I could not have been more wrong.
My two years at Stony Brook have been the best of my entire life. The students, professors and friends I’ve met here changed me in ways I could never have anticipated. I found a second family at The Statesman that trusted me enough to let me write important stories, and eventually lead an entire section of the paper.
When I took over as Opinions Editor for The Statesman, I was worried that I wouldn’t be able to find enough things I felt strongly about to fill our pages week after week.
Turns out, there’s a lot to complain about here.
But the single greatest problem this university has is apathy — the apathy of the student body towards the university’s systemic efforts to dismantle itself.
It’s not that difficult to see why nobody cares about the issues that don’t immediately concern them.

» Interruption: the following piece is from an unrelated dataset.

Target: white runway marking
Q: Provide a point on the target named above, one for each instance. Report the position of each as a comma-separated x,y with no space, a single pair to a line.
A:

Half of the students here are commuters, many of whom aren’t around long enough to care. Then there are the STEM majors who are so swamped with work they can’t pick their head up long enough to find out what’s going on around campus. Once you filter out the people who are too busy or too removed to stay engaged, you’re left with about five political science majors and the staff of the Undergraduate Student Government (USG) to do right by nearly 25,000 Stony Brook students.
When I cover a protest at this school and more than 100 people show up, I’m pleasantly surprised. That’s less than one half of one percent of the student body, and it’s nowhere near the numbers that might make the university take notice that its community gives a damn about, say, Stony Brook’s systematic dismantling of its SUNY-mandated Writing and Rhetoric program.
The only activist movement I’ve ever seen bear fruit on this campus is the recent campaign to bring awareness to the university’s accessibility issues. After an awful lot of complaining from an awful lot of people about Stony Brook’s busted accessibility buttons, I actually saw mechanics going around and fixing them last week. That took protests, persistence and a whole lot of bad press — the only things Stony Brook ever really responds to.
So my advice to everybody who still has time to spend at this remarkably OK school is simple: get angry, get loud and get together. One shouting student might get drowned out by the stress of academic life, but I’d like to see this administration try and ignore 1,000 more.